Lina Khan, présidente de la Federal Trade Commission (FTC), l’autorité de la concurrence américaine, s’est fait connaître en 2017 par un article remarqué sur les pratiques monopolistiques d’Amazon. Ce 26 …
Lina Khan, présidente de la Federal Trade Commission (FTC), l’autorité de la concurrence américaine, s’est fait connaître en 2017 par un article remarqué sur les pratiques monopolistiques d’Amazon. Ce 26 septembre, l’institution qu’elle dirige a formellement porté plainte contre le numéro un de l’e-commerce.
« On ne voit pas beaucoup d’étudiants en droit publier des recherches juridiques révolutionnaires »
En un article, publié quelques mois avant ses 28 ans, Lina Khan est passée du statut d’étudiante parmi d’autres à celle de superstar de l’obscur monde du droit de la concurrence. En une centaine de pages parues dans l’édition de janvier 2017 de la revue scientifique Yale Law Journal, la jeune femme d’origine londonienne a fait voler en éclat un consensus existant depuis les années 70 autour de la réglementation antitrust américaine.

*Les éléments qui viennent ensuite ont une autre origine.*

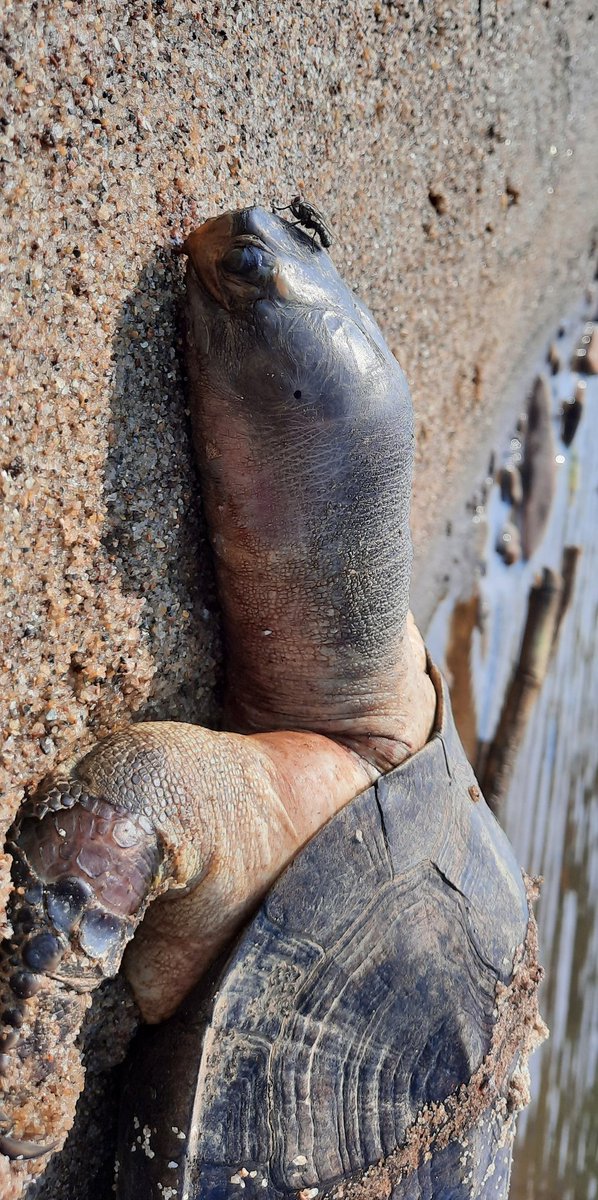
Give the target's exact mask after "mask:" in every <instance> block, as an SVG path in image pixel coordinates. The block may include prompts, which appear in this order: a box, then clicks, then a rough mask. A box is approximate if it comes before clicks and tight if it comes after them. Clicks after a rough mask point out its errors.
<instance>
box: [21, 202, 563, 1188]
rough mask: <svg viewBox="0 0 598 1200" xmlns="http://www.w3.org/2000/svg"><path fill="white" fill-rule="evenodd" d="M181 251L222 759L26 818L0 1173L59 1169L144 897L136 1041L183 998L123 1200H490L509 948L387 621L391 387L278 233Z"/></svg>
mask: <svg viewBox="0 0 598 1200" xmlns="http://www.w3.org/2000/svg"><path fill="white" fill-rule="evenodd" d="M186 250H187V253H189V257H190V263H189V272H187V316H189V323H187V324H189V330H187V347H189V373H190V383H191V401H192V415H193V424H195V439H196V448H197V455H198V461H199V467H201V473H202V486H203V496H204V504H205V510H207V517H208V523H209V529H210V535H211V542H213V547H214V554H215V562H216V572H217V580H219V588H220V596H221V602H222V613H223V628H225V637H226V652H227V679H228V702H227V709H228V724H229V727H231V728H232V730H233V731H238V732H232V733H214V732H213V731H209V730H204V728H199V727H197V726H190V725H177V724H171V722H156V724H139V725H134V726H131V727H130V728H128V730H124V731H121V732H119V733H115V734H113V736H112V737H109V738H107V739H106V740H103V742H101V743H100V744H98V745H97V746H96V748H95V749H94V750H92V751H91V752H89V754H86V755H84V756H83V757H82V758H80V760H79V761H77V762H73V763H72V764H67V766H66V767H64V768H62V770H61V772H60V774H56V775H54V776H53V778H52V779H49V780H47V781H46V782H44V784H43V785H42V786H41V787H40V788H38V790H37V792H36V794H35V796H34V797H32V799H31V800H30V802H29V803H28V804H25V805H24V808H23V810H22V811H20V812H19V816H18V820H17V822H16V823H14V826H13V828H12V830H11V835H10V848H11V853H12V856H13V863H14V866H13V880H14V892H13V896H12V900H11V906H10V919H11V922H12V926H13V937H12V938H11V940H10V941H7V942H6V943H5V946H4V960H2V964H1V979H2V985H4V1001H5V1003H4V1008H2V1009H1V1013H2V1022H4V1038H5V1048H4V1049H5V1061H4V1062H2V1092H4V1096H2V1114H1V1123H2V1132H1V1135H0V1151H2V1152H4V1153H5V1154H6V1156H7V1157H8V1158H10V1159H11V1160H12V1170H13V1172H16V1174H17V1176H19V1175H20V1176H22V1177H23V1178H24V1180H26V1178H28V1172H29V1171H31V1170H32V1171H36V1170H38V1168H40V1166H42V1165H43V1162H44V1157H46V1154H47V1153H49V1151H50V1150H52V1148H54V1146H55V1145H60V1144H61V1141H62V1140H64V1136H65V1133H66V1129H67V1128H68V1123H70V1121H71V1120H72V1110H73V1098H74V1097H76V1093H77V1088H78V1087H80V1068H79V1064H78V1056H77V1050H76V1046H74V1039H76V1036H77V1032H78V1028H79V1025H80V1020H82V1016H83V1013H84V1009H85V1007H86V1004H88V1002H89V994H90V992H91V990H92V989H94V988H95V986H96V984H97V983H98V982H100V980H101V979H102V978H104V977H106V976H107V974H110V973H113V972H114V971H115V970H118V966H119V962H120V959H121V954H122V950H124V947H125V944H126V942H127V941H128V940H130V938H131V936H132V934H133V931H134V929H136V928H137V925H138V924H139V920H140V918H142V916H143V914H144V913H145V910H146V908H148V904H149V901H150V900H153V901H154V902H153V904H151V906H150V907H149V910H148V911H146V913H145V918H144V920H143V924H142V925H140V928H139V929H138V930H137V935H136V937H134V940H133V941H132V942H131V944H130V946H128V949H127V954H126V958H125V966H126V971H127V974H128V978H130V980H131V984H132V986H133V990H134V994H136V997H137V1000H138V1003H139V1006H140V1008H142V1012H143V1014H144V1015H145V1018H146V1019H148V1020H149V1021H160V1020H161V1019H163V1018H166V1016H168V1015H169V1014H172V1013H173V1012H174V1010H175V1009H177V1007H178V1004H179V1003H180V1001H181V998H183V997H184V996H185V995H186V994H187V992H189V991H190V989H191V988H192V986H193V985H195V984H196V983H197V980H198V979H201V983H199V991H195V992H191V996H190V998H187V1000H186V1001H185V1004H184V1007H183V1008H179V1010H178V1013H177V1015H175V1016H174V1018H172V1021H171V1022H168V1024H166V1025H163V1026H162V1028H161V1030H160V1031H156V1032H155V1033H154V1037H155V1038H156V1039H157V1040H155V1042H154V1044H153V1045H151V1048H149V1049H148V1048H145V1052H144V1054H142V1055H140V1058H138V1060H137V1061H136V1066H134V1068H133V1072H132V1075H131V1081H130V1085H128V1104H127V1109H126V1110H125V1116H124V1123H122V1136H121V1148H120V1170H119V1182H118V1195H119V1196H120V1198H127V1200H128V1198H133V1196H134V1198H139V1200H140V1198H143V1200H145V1198H148V1196H156V1198H159V1196H160V1198H162V1200H166V1198H167V1200H174V1198H180V1200H198V1198H210V1200H211V1198H214V1200H215V1198H221V1196H222V1198H225V1196H226V1198H237V1196H238V1195H239V1194H240V1192H247V1200H249V1195H250V1194H251V1196H253V1195H257V1196H261V1198H263V1200H267V1198H269V1196H270V1198H277V1196H283V1195H288V1194H299V1196H300V1198H301V1200H312V1198H313V1196H316V1195H317V1194H321V1193H322V1194H323V1193H325V1194H330V1195H335V1196H337V1198H339V1200H340V1198H342V1196H352V1195H355V1196H358V1195H359V1196H363V1198H364V1200H365V1198H366V1196H370V1195H371V1196H384V1198H388V1196H393V1198H395V1200H423V1198H426V1200H431V1198H436V1200H449V1198H452V1200H461V1198H466V1196H467V1198H471V1196H479V1198H484V1200H486V1198H490V1196H492V1198H495V1196H506V1195H507V1190H508V1177H509V1164H510V1146H512V1134H513V1112H514V1110H515V1109H516V1108H518V1106H520V1104H521V1097H522V1096H524V1094H525V1078H524V1076H525V1061H526V1056H527V1052H528V1050H530V1048H531V1045H532V1043H533V1039H534V1037H537V1034H538V1031H539V1028H540V1026H539V1024H538V1016H537V1006H536V988H537V983H538V977H539V971H538V967H537V964H536V958H534V954H536V948H534V926H533V918H531V917H530V912H528V904H527V896H526V888H525V884H524V880H522V876H521V872H520V870H519V868H518V865H516V863H515V860H514V857H513V852H512V850H510V847H509V845H508V842H507V840H506V838H504V835H503V834H502V832H501V829H500V827H498V824H497V823H496V821H495V818H494V817H492V816H491V814H490V811H489V810H488V808H486V806H485V803H484V800H483V799H482V797H480V793H479V790H478V786H477V784H476V780H474V776H473V773H472V770H471V768H470V766H468V763H467V761H466V758H465V755H464V751H462V749H461V745H460V742H459V738H458V734H456V732H455V728H454V724H453V720H452V715H450V704H449V700H448V695H447V691H445V688H444V685H443V684H442V680H441V679H439V676H438V673H437V672H436V671H435V668H433V667H432V666H431V664H430V662H429V661H427V659H426V654H425V650H424V647H423V643H421V640H420V637H419V634H418V632H417V629H415V626H414V624H413V622H412V619H411V617H409V614H408V584H409V572H411V539H409V529H408V509H409V494H411V473H412V460H413V427H412V410H411V400H409V394H408V389H407V384H406V380H405V376H403V374H402V372H401V368H400V367H399V365H397V362H396V360H395V359H394V356H393V355H391V354H390V352H389V350H388V348H387V346H385V343H384V341H383V338H382V335H381V332H379V330H378V328H377V325H376V323H375V322H373V318H372V317H371V314H370V313H369V312H367V310H365V307H364V306H363V305H361V304H360V302H359V301H358V300H357V299H355V296H354V295H353V293H352V292H351V290H349V289H348V288H347V287H346V284H345V283H343V282H342V281H341V278H340V276H339V275H337V272H336V270H335V268H334V265H333V263H331V262H330V259H329V257H328V256H327V254H325V253H324V252H323V251H321V252H318V254H317V256H315V254H313V248H312V245H311V241H310V239H309V238H307V235H306V234H305V233H304V232H303V230H301V229H300V228H298V227H293V226H292V224H289V223H288V222H286V221H283V220H282V218H281V217H279V216H276V215H275V214H269V212H267V211H264V210H262V209H259V208H251V209H245V210H243V211H240V212H234V214H225V215H223V216H221V217H217V218H214V220H211V221H208V222H207V223H205V224H204V226H203V227H202V228H201V229H199V230H197V232H196V233H195V234H193V235H192V236H191V238H190V239H189V241H187V246H186ZM288 864H291V865H288ZM285 868H286V870H283V869H285ZM281 871H283V874H282V875H281ZM156 898H157V899H156ZM247 922H249V924H247ZM240 929H243V932H241V934H240V937H239V930H240ZM235 936H237V937H238V941H237V943H235V944H234V946H233V949H231V944H232V940H233V938H234V937H235ZM173 1022H174V1024H173ZM66 1085H68V1086H66ZM41 1093H43V1103H40V1094H41Z"/></svg>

« Le paradoxe antitrust d’Amazon » a été décrit dans un portrait du New York Times, un an plus tard, comme un best-seller du secteur avec près de 150 000 visites. Il lui a valu d’être présente à la 34e place de la liste annuelle de Politico sur les personnalités ayant amené des idées influant le débat politique. À ses côtés, la star du late-show d’ABC Jimmy Kimmel, l’actrice Meghan Markle, qui a donné toute sa place à la culture afro-américaine lors de son mariage avec le prince Harry ou encore l’inévitable Donald Trump.
Dans cet article, celle qui devient en 2021 la plus jeune présidente de la FTC, remet en cause l’idée que la politique antitrust doit être basée sur le « bien-être du consommateur », autrement dit, les prix bas. Amazon y est désigné comme une illustration « élégante » sur le pouvoir d’influence sur le marché des grandes plateformes du numérique.

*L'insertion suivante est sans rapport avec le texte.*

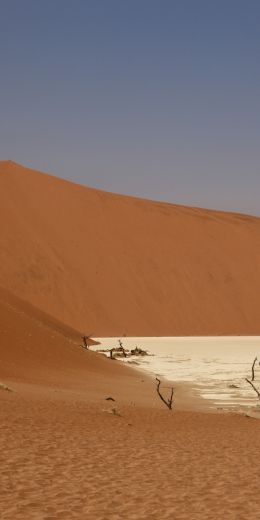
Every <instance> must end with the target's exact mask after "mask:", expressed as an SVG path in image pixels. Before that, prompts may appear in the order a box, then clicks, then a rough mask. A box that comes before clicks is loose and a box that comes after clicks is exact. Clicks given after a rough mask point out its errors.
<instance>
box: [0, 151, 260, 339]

Ce succès public a multiplié les portes qu’avait déjà ouvertes l’étudiante d’alors. À Washington, elle a travaillé comme conseillère de la sous-commission antitrust de la Chambre des représentants. Elle y a enquêté durant 16 mois sur les plateformes en ligne et plus particulièrement sur le dossier Google, sur des thématiques similaires aux poursuites auxquelles doit répondre l’entreprise actuellement.
Avant cela, à partir de juillet 2019, Lina Khan a commencé, formellement, à fréquenter la FTC. Cette fois en tant que conseillère du commissaire démocrate Rohit Chopra. Ce dernier avait déclaré à l’époque au New York Times, « On ne voit pas beaucoup d’étudiants en droit publier des recherches juridiques révolutionnaires ou des recherches qui ont eu un impact aussi profond aussi rapidement ».
Lina Khan en symbole
Ensemble ils tenteront d’étendre les pouvoirs de la FTC, en élargissant l’interprétation de l’article 5 des règles de l’agence, interdisant les « méthodes déloyales de concurrence ». Un combat repris par Lina Khan deux semaines après son arrivée en tant que présidente. C’est en partie sur cette base que l’antitrust américain mène son affaire contre Amazon.

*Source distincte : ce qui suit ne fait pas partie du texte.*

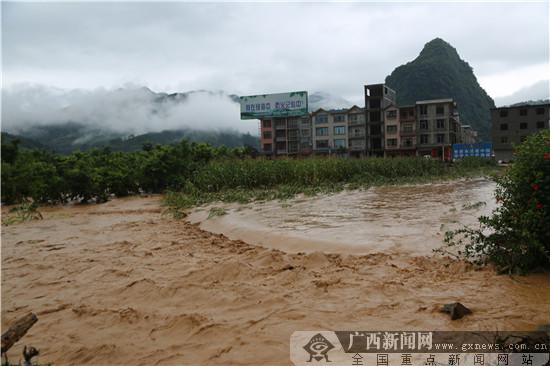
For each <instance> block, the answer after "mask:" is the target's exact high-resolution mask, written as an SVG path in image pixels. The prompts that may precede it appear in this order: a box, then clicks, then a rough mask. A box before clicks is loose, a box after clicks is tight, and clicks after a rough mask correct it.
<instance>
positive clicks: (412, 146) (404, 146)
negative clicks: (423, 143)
mask: <svg viewBox="0 0 550 366" xmlns="http://www.w3.org/2000/svg"><path fill="white" fill-rule="evenodd" d="M400 147H401V148H402V149H407V150H409V149H410V150H413V149H416V145H415V144H404V143H402V144H401V145H400Z"/></svg>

L’entreprise ne s’y est pas trompée. La même semaine de l’été 2021, le groupe d’e-commerce a déposé une requête pour contraindre Lina Khan à se déporter des dossiers le concernant. Motif invoqué : « elle a soutenu à de nombreuses reprises qu’Amazon est coupable de violations antitrust et devrait être démantelée ». L’initiative n’aboutira pas.
Si Lina Khan n’est pas seule au sein de la FTC, outre les quatre autres commissaires, un bataillon de fonctionnaires se charge de monter les dossiers. Elle incarne toutefois, depuis sa nomination par Joe Biden la fermeté de l’administration démocrate face aux plateformes numériques.
Pour le moment, les tentatives de mettre des bâtons dans les roues des Big Tech se sont heurtées à des défaites devant les tribunaux. Le cas Amazon, lancé dès 2019, pourrait, avec Google, signer la réussite ou l’échec des démocrates dans le domaine. Une nouvelle déconvenue serait symbolique pour Lina Khan. Elle pourrait aussi lui donner raison sur la nécessité d’actualiser les lois antitrust américaines du début du XXe siècle.